The San Diego, Calif.-based company narrowed its list to Columbus, Ohio; Richmond, Va.; and Norfolk, Va.
According to GreenvilleOnline, Greenville, S.C. was on the list almost to the end.
Brook Bristow, who is general counsel for the S.C. Brewers Association and assisted in recruitment efforts said that those other cities were chosen because they are not just centrally located — they also offer a better tax climate.
Both Ohio and Virginia have vastly lower excise taxes on beer — 18 cents per gallon in Ohio, 26 cents per gallon in Virginia, compared to 77 cent per gallon in South Carolina, he told Greenville Online.

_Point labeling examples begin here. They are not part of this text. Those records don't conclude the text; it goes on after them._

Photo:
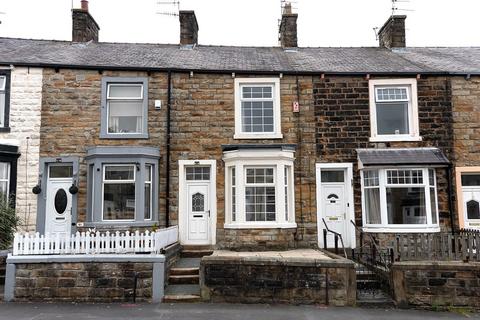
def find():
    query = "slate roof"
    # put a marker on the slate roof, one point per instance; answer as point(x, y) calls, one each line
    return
point(238, 59)
point(398, 157)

"We can't do anything about where we are, but we can make where we are more attractive for business," Bristow said. "The brewers association's next priority is cutting that tax. Currently, South Carolina has one of the 10 highest excise taxes in the country. That has to change to compete seriously with other states."
South Carolina did make some changes to try and pretty itself for Stone Brewing.
Governor Nikki Haley signed "Stone Law," which loosened restrictions on beer production and consumption in an effort to make the state more attractive for Stone's $31 million project.
The bill, which was pushed through this spring after it became clear that the brewery was interested in the state, changed the law to allow producing large amounts of beer while also operating a restaurant.
Unfortunately, the bill wasn't enough to woo Stone Brewery. Though it was a step in the right direction, Stone was turned off by South Carolina's high taxes and regulations. Hopefully South Carolina, a so-called "Red State," will start changing its laws to embracing free market principles.